Una vez conocí al diablo.
Estaba éste leyendo, protegido por la sombra que generosamente regalaba un
manzano, un manzano sin manzanas y solitario a varios metros de distancia del único
río de la comarca.
El diablo
era guapo. Al menos es lo que yo pensé al verle, seguramente por saberlo
distinto y diablo.
Me acerqué y
saludé, como siempre me enseñaron mis padres que debía de hacer. El diablo ni
contestó ni me miró. Seguía absorto en su libro, un libro de tapa blanda con un
hombre desnudo atravesado por un arbusto dibujado en la portada.
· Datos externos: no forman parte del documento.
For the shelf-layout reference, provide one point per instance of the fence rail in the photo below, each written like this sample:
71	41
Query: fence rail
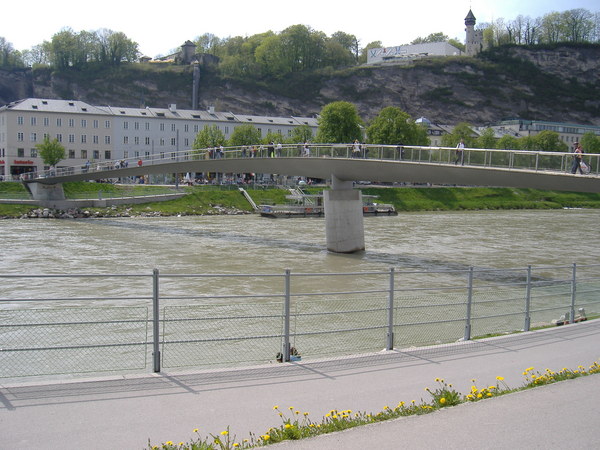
498	158
125	321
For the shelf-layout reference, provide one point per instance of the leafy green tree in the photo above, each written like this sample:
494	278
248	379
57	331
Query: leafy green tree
461	131
433	37
487	139
339	122
245	134
210	136
590	142
549	141
364	52
508	142
303	133
51	151
393	126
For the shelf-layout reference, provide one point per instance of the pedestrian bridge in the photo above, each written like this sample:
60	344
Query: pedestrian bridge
339	164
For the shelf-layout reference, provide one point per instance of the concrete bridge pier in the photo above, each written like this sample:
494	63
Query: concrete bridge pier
46	192
343	217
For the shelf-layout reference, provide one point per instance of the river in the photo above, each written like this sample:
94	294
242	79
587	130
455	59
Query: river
250	244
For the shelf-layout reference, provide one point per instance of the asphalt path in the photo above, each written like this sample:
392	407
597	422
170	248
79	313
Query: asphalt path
125	412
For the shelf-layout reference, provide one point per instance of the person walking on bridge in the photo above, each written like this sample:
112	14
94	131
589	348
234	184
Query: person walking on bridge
577	158
460	148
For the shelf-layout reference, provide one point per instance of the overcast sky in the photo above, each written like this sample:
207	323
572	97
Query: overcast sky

-¿Qué lees, amigo? -pregunté con mi
refinada educación de colegio de curas.
- No soy tu amigo -contestó sin mirarme. Yo soy un diablo, y los diablos no tenemos
amigos.
Ya me había
dado cuenta que era un diablo pero puse cara de asombro. La colita en punta que
salía de su trasero me lo había confirmado desde el instante en que le vi.
- No sabía que los diablos leíais -comenté
para intentar llevar una conversación.
- Estoy leyendo "El diablo a todas
horas", de Donald Ray -me dijo. Y
que penséis que los diablos somos malos no implica que seamos analfabetos.
Sin recibir
invitación suya, me senté a su lado. Miré hacia arriba y el manzano parecía que
asustado me indicaba que huyera. Por su parte, la araña que colgaba de su tela
parecía sonreír.
-Nunca hablé antes con un diablo -dije
pasados unos minutos.
-Normal -murmuró él sin levantar la
mirada de las letras que llenaban las páginas del libro. Los mortales sólo habláis con los ángeles.
-Yo tampoco hablé nunca con un ángel
-dije.
-Tú eres tonto -cerró el libro.
Ya está,
pensé. Ahora llega el momento de tentarme.
-¿Sabes? -me dijo. Yo no soy malo. Sólo soy travieso. La vida es pura travesura. El pecado
no existe, sólo es invención de los aburridos. Pero un puñado de seguidores de
los aburridos son los que después cumplieron esas tontas normas.
Le tomé de
la mano. Ya no me volví a soltar del maestro en toda la eternidad.